Pourquoi baser l’intrigue sur le tango?
Pour plusieurs raisons. La tango est plus qu’une danse. Proche du cinéma il se révèle magnifiquement énergique, est à la fois un combat et un moyen de communiquer entre un homme et une femme. Là, je l’utilise comme une métaphore de l’amour tout en remontant à ses origines. En Argentine, il y avait alors plus d’hommes que de femmes. Et pour avoir la chance de danser avec une femme, ils étaient obligés de s’entraîner entre eux.
D’où ces scènes pour le moins insolites où les détenus se mettent à danser entre eux.
C’était une façon de laiser entrer quelque chose de féminin dans un univers masculin, une forme de provocation, de révolte face aux gardiens. Si je montre le monde tel qu’il est, c’est un monde impossible. Et je veux montrer qu’il est possible de se libérer d’un endroit impossible, en allant contre les règles. Pendant quelques secondes, les prisonniers oublient qu’ils sont enfermés. Et je trouve beau que la libération vienne du tango.
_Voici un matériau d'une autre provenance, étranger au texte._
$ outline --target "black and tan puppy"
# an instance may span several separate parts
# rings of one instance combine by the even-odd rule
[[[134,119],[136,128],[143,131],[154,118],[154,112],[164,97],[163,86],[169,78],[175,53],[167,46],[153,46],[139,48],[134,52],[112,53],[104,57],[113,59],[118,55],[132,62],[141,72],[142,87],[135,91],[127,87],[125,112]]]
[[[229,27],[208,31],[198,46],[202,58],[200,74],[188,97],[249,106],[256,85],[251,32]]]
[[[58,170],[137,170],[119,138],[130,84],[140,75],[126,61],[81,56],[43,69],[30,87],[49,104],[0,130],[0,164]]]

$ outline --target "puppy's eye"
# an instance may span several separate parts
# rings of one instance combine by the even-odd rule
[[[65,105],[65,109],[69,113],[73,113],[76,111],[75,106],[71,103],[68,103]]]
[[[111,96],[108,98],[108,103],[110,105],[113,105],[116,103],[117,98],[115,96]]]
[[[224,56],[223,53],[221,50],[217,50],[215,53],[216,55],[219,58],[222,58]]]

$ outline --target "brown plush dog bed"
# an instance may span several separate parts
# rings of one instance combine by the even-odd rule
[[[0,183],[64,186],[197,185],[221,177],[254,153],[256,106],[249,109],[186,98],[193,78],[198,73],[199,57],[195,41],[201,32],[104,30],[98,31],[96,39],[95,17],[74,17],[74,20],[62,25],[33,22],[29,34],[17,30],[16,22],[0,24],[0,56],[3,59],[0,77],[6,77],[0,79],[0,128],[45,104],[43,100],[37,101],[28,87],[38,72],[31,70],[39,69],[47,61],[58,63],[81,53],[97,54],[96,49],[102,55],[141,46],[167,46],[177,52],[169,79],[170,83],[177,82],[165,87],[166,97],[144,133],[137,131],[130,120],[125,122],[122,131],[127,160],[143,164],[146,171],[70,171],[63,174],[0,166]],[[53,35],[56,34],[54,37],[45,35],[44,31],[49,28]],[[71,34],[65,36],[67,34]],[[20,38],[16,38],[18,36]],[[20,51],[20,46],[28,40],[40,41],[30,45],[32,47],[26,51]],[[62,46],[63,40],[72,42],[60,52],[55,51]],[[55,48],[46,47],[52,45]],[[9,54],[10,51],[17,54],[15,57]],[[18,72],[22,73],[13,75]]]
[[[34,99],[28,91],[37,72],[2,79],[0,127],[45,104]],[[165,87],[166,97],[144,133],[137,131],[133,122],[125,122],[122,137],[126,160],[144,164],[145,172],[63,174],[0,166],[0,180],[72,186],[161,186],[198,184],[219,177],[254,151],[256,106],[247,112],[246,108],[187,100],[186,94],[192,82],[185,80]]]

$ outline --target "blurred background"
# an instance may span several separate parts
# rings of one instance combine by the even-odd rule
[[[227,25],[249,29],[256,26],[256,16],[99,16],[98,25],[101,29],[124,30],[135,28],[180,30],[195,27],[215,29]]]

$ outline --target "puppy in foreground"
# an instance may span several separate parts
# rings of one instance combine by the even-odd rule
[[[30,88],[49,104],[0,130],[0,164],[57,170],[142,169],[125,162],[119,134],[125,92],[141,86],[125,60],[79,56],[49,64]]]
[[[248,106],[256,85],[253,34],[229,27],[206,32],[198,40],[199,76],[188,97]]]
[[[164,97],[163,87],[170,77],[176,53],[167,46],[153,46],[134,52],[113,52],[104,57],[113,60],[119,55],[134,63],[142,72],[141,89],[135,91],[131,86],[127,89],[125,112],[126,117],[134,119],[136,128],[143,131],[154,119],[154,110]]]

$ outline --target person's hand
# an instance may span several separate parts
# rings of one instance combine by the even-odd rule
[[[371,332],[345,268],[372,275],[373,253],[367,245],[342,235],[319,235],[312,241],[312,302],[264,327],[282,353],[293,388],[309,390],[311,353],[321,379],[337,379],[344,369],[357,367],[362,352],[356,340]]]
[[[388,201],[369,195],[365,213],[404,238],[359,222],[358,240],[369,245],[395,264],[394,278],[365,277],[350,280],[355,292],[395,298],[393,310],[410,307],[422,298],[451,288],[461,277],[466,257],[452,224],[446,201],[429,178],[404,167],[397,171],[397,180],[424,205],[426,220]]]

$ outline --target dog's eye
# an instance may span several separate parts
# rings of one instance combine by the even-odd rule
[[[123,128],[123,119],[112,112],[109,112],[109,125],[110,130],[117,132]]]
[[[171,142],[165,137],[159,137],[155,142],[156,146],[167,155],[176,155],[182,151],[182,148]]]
Vous êtes plutôt rare à l’écran. Pourquoi cette parcimonie?
D’abord pour une raison simple, cette histoire a pris beaucoup de temps. Par ailleurs le cinéma n’est pas la seule chose importante pour moi. J’écris, même si je ne publie pas, j’étudie la Bible en hébreu, je m’intéresse aux paradoxes de la vie, je m’interroge. Notamment sur l’utilité d'un film de plus alors qu’il en sort déjà beaucoup. Tango libre m’a heureusement permis de repartir sur mes bases. Aujourd'hui j’ai même deux projets. Mon travail sert à continuer à me questionner et à trouver éventuellement des formes de réponse.
Film à l’affiche dans les salles romandes depuis mercredi 5 novembre.